Gamez-Arjona, Francisco; Park, Hee Jin; Garcia, Elena; Aman, Rashid; Villalta, Irene; Raddatz, Natalia; Carranco, Raul; Ali, Akhtar; Ali, Zahir; Zareen, Shah; De Luca, Anna; Leidi, Eduardo O.; Daniel-Mozo, Miguel; Xu, Zheng-Yi; Albert, Armando; Kim, Woe-Yeon; Pardo, Jose M.; Sanchez-Rodriguez, Clara; Yun, Dae-Jin; Quintero, Francisco J.

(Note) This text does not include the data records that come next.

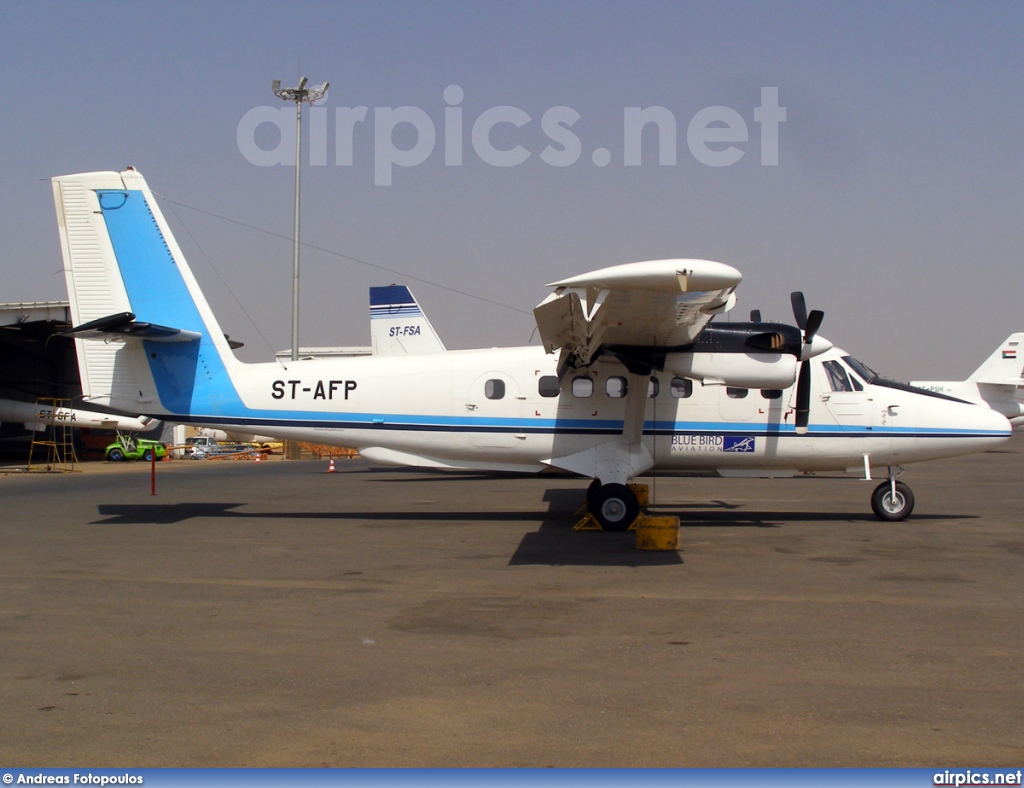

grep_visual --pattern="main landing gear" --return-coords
[587,479,640,531]
[871,466,913,522]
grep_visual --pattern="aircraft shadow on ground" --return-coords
[89,488,973,567]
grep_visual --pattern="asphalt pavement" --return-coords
[0,436,1024,768]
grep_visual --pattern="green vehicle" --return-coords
[106,435,167,463]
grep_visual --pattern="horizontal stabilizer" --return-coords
[59,312,203,342]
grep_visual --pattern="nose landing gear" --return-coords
[871,466,913,522]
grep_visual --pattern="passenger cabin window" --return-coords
[483,378,505,399]
[669,378,693,399]
[572,378,594,399]
[537,375,561,397]
[604,376,628,399]
[821,361,853,391]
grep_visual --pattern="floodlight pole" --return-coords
[271,77,330,361]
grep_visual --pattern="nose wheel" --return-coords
[871,480,913,522]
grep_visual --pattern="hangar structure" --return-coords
[0,301,161,463]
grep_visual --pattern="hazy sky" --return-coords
[0,0,1024,379]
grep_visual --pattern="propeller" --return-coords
[790,291,825,435]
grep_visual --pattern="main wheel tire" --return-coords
[589,484,640,531]
[871,482,913,523]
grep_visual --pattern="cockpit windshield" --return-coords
[843,356,964,402]
[843,356,879,383]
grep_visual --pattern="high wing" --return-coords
[534,259,742,491]
[534,259,742,374]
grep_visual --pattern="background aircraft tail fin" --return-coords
[370,284,444,356]
[968,332,1024,386]
[52,169,239,415]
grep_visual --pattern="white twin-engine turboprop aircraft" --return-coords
[53,169,1010,529]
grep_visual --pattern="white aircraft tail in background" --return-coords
[0,399,158,432]
[910,332,1024,427]
[370,284,444,356]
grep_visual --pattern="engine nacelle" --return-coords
[665,350,800,389]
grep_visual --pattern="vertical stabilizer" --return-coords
[370,284,444,356]
[968,333,1024,387]
[52,170,239,421]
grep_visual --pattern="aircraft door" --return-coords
[715,386,761,422]
[466,371,523,448]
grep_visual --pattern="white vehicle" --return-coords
[53,170,1011,529]
[910,333,1024,427]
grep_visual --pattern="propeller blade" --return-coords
[790,290,807,330]
[796,361,811,435]
[804,309,825,345]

Consejo Superior de Investigaciones Cientificas (CSIC); University of Sevilla; CSIC - Instituto de Bioquimica Vegetal y Fotosintesis (IBVF); University of Sevilla; Swiss Federal Institutes of Technology Domain; ETH Zurich; Konkuk University; Chonnam National University; King Abdullah University of Science & Technology; Universite de Tours; Consejo Superior de Investigaciones Cientificas (CSIC); CSIC - Instituto de Recursos Naturales y Agrobiologia de Sevilla (IRNAS); Consejo Superior de Investigaciones Cientificas (CSIC); CSIC - Instituto de Quimica Fisica Blas Cabrera (IQF-CSIC); Northeast Normal University - China; Gyeongsang National University; Universidad Politecnica de Madrid

PROCEEDINGS OF THE NATIONAL ACADEMY OF SCIENCES OF THE UNITED STATES OF AMERICA

0027-11191

10.1073/pnas.2320657121

2024-02-27

To control net sodium (Na+) uptake, Arabidopsis plants utilize the plasma membrane (PM) Na+/H+ antiporter SOS1 to achieve Na+ efflux at the root and Na+ loading into the xylem, and the channel - like HKT1;1 protein that mediates the reverse flux of Na+ unloading off the xylem. Together, these opposing transport systems govern the partition of Na+ within the plant yet they must be finely co- regulated to prevent a futile cycle of xylem loading and unloading. Here, we show that the Arabidopsis SOS3 protein acts as the molecular switch governing these Na+ fluxes by favoring the recruitment of SOS1 to the PM and its subsequent activation by the SOS2/SOS3 kinase complex under salt stress, while commanding HKT1;1 protein degradation upon acute sodic stress. SOS3 achieves this role by direct and SOS2- independent binding to previously unrecognized functional domains of SOS1 and HKT1;1. These results indicate that roots first retain moderate amounts of salts to facilitate osmoregulation, yet when sodicity exceeds a set point, SOS3- dependent HKT1;1 degradation switches the balance toward Na+ export out of the root. Thus, SOS3 functionally links and co- regulates the two major Na+ transport systems operating in vascular plants controlling plant tolerance to salinity.